David Frost, Boris Johnson’s chief negotiator, said he believes a trade deal is still possible but warned “there has been little progress” after seven rounds of talks.
His EU counterpart Michel Barnier also lamented the failure to make a breakthrough, and said it too often feels like talks are “going backwards more than forwards”.
The latest round of talks took place in Brussels, with officials trying to agree a deal before the transition period ends on December 31.
After a breakfast meeting between the top negotiators on Friday, Mr Frost said: “We have had useful discussions this week but there has been little progress.”
Mr Frost blamed the EU position on state aid and fishing policy as being a key stumbling block.
“The EU is still insisting not only that we must accept continuity with EU state aid and fisheries policy, but also that this must be agreed before any further substantive work can be done in any other area of the negotiation, including on legal texts,” he said in a statement.
“This makes it unnecessarily difficult to make progress.
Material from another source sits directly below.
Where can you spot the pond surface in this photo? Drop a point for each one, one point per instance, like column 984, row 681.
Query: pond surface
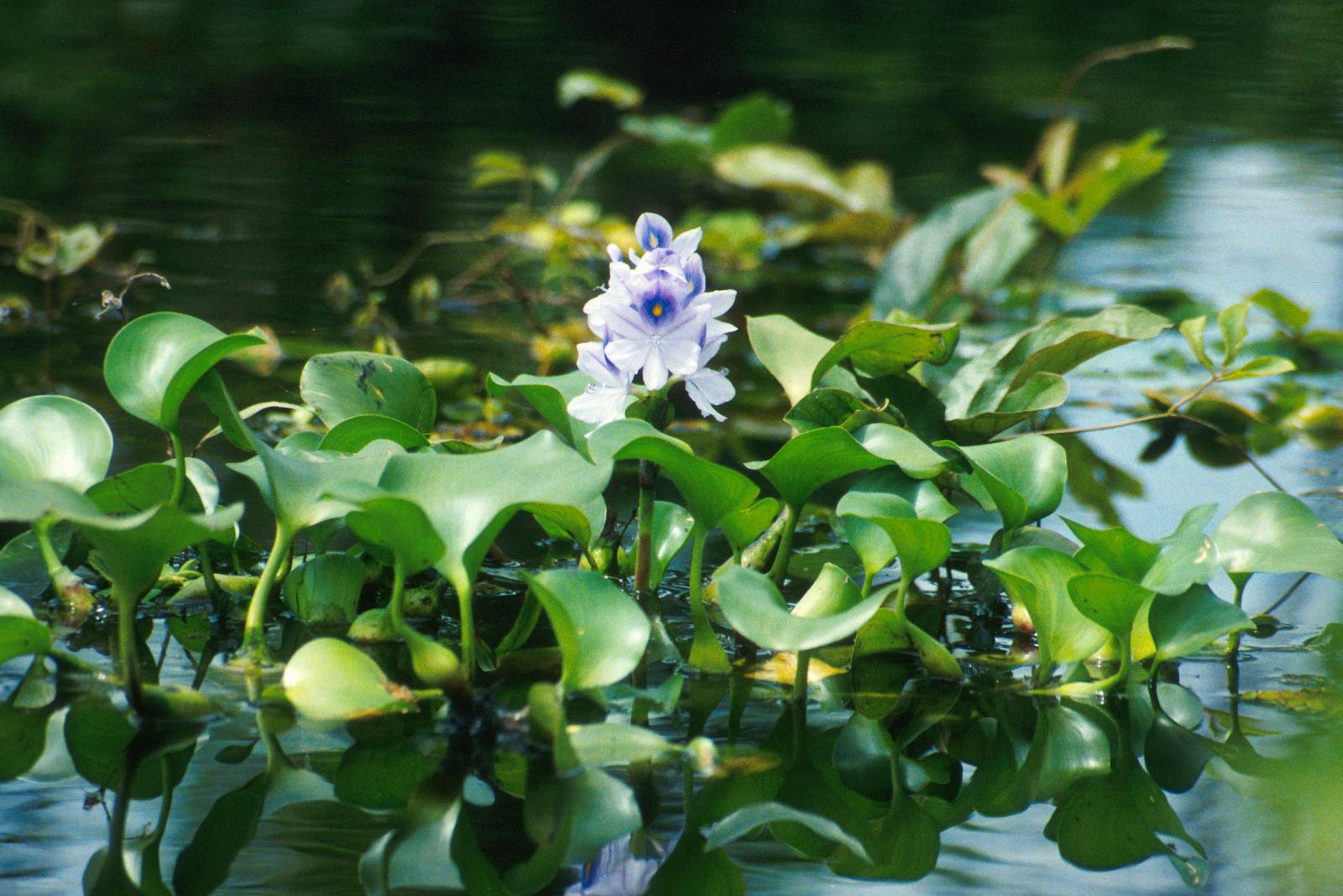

There are other significant areas which remain to be resolved and, even where there is a broad understanding between negotiators, there is a lot of detail to work through.
“Time is short for both sides.”
Mr Barnier was equally as pessimistic about progress, saying: “I simply do not understand why we are wasting valuable time.
“Too often this week it felt as if we were going backwards more than forwards.”
He said “we have made no progress whatsoever” on the key issues of fishing policy and said they “still struggle to agree on the necessary guarantees to protect citizens’ fundamental rights” in law enforcement.
He also reiterated the EU’s committance to the level playing field to prevent businesses on one side undercutting their rivals in the other with lower workers’ rights or environmental protections.
Mr Frost said they will “continue to work hard to reach an agreement”, with the next round of talks starting in London in the week of September 7.
The two sides are currently in a transition period where the UK follows the EU’s rules and has access to the single market, but this will lapse at the end of the year.
Both parties have said any deal needs to be concluded by October in order to be ratified.